Here are the models ranked by roc_auc
fit_wflows %>% rank_results("roc_auc") %>% select(wflow_id) %>% unique()
## # A tibble: 16 x 1
## wflow_id
## <chr>
## 1 with2019ae_forest
## 2 no2019ae_forest
## 3 no2019ae_foresttuned
## 4 with2019ae_foresttuned
## 5 no2019ae_svmrbf
## 6 with2019ae_svmrbf
## 7 no2019ae_logtuned
## 8 with2019ae_logtuned
## 9 no2019ae_knnspec
## 10 no2019ae_log
## 11 with2019ae_log
## 12 with2019ae_neural
## 13 with2019ae_knnspec
## 14 no2019ae_svmpoly
## 15 with2019ae_svmpoly
## 16 no2019ae_neural
We will pick no2019ae_forest
as the "final" model.
final_wflow <-
fit_wflows %>%
pull_workflow_set_result("no2019ae_forest")
Right now, given a test case, tries to find the probability that ae > 3
. If that number is greater than 0.5, the model predicts ae > 3
, if not, the model predicts ae < 3
. This threshold of 0.5 can be changed, which will affect specificity and sensitivity.
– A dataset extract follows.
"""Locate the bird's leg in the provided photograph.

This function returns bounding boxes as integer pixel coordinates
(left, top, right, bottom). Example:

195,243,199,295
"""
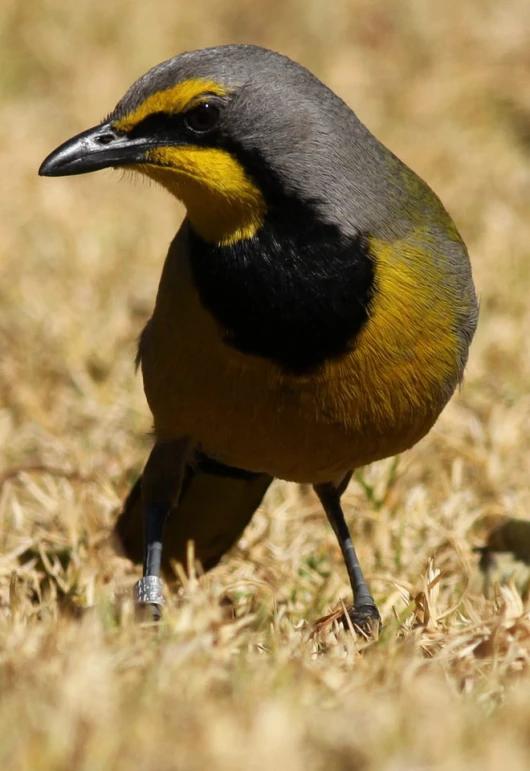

For the 10 models coming from the 10-fold CV, we compute specificity and sensitivity for all threshold in seq(0.5, 1, 0.01)
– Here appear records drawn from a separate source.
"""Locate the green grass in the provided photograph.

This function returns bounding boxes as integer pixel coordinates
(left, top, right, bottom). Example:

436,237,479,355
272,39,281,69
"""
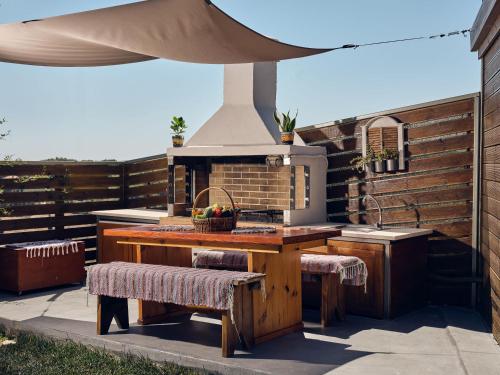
0,328,213,375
, that is a grid from 0.5 to 1 with step of 0.01. We then average the estimate for the 10 models to get the following plot (could have also drawn error bars...)
final_wflow <-
final_wflow %>%
rowwise() %>%
mutate(thr_perf = list(threshold_perf(.predictions, adverse, `.pred_ae > 3`, thresholds = seq(0.5, 1, by = 0.01))))
final_wflow %>%
select(thr_perf, id) %>%
unnest(thr_perf) %>%
group_by(.threshold, .metric) %>%
summarize(estimate = mean(.estimate)) %>%
filter(.metric != "distance") %>%
ggplot(aes(x = .threshold, y = estimate, color = .metric)) + geom_line()
## `summarise()` has grouped output by '.threshold'. You can override using the `.groups` argument.
We can now choose the threshold based on what we need. (what do we need?)
tune_log_spec <-
logistic_reg(penalty = tune()) %>%
set_engine("glmnet") %>%
set_mode("classification")
tune_forest_spec <-
rand_forest(trees = 1000, mtry = tune(), min_n = tune()) %>%
set_mode("classification") %>%
set_engine("ranger", num.threads = 8, importance = "impurity", seed = 123)
# Samara's models
tune_sln_spec <-
mlp(hidden_units = tune(), penalty = tune(), epochs = tune()) %>%
set_engine("nnet") %>%
set_mode("classification")
tune_svm_rbf_spec <-
svm_rbf(cost = tune(), rbf_sigma = tune(), margin = tune()) %>%
set_engine("kernlab") %>%
set_mode("classification")
# tune_svm_poly_spec <-
# svm_poly() %>%
# set_engine("kernlab") %>%
# set_mode("classification")
# tune_knn_spec <-
# nearest_neighbor() %>%
# set_engine("kknn") %>%
# set_mode("classification")
models <- list(log = tune_log_spec,
forest = tune_forest_spec,
sln = tune_sln_spec,
svm = tune_svm_rbf_spec)
recipes <- list(no2019_rec)
wflows <- workflow_set(recipes, models)
# make a bigger grid!
# or use something like finetune!
results <-
wflows %>%
workflow_map(resamples = crossval,
grid = 10,
metrics = metric_set(roc_auc, accuracy, sens, spec, ppv, npv),
control = control_grid(save_pred = TRUE),
seed = 828282,
verbose = TRUE)
## i 1 of 4 tuning: recipe_log
## ✔ 1 of 4 tuning: recipe_log (5.4s)
## i 2 of 4 tuning: recipe_forest
## i Creating pre-processing data to finalize unknown parameter: mtry
## ✔ 2 of 4 tuning: recipe_forest (52.1s)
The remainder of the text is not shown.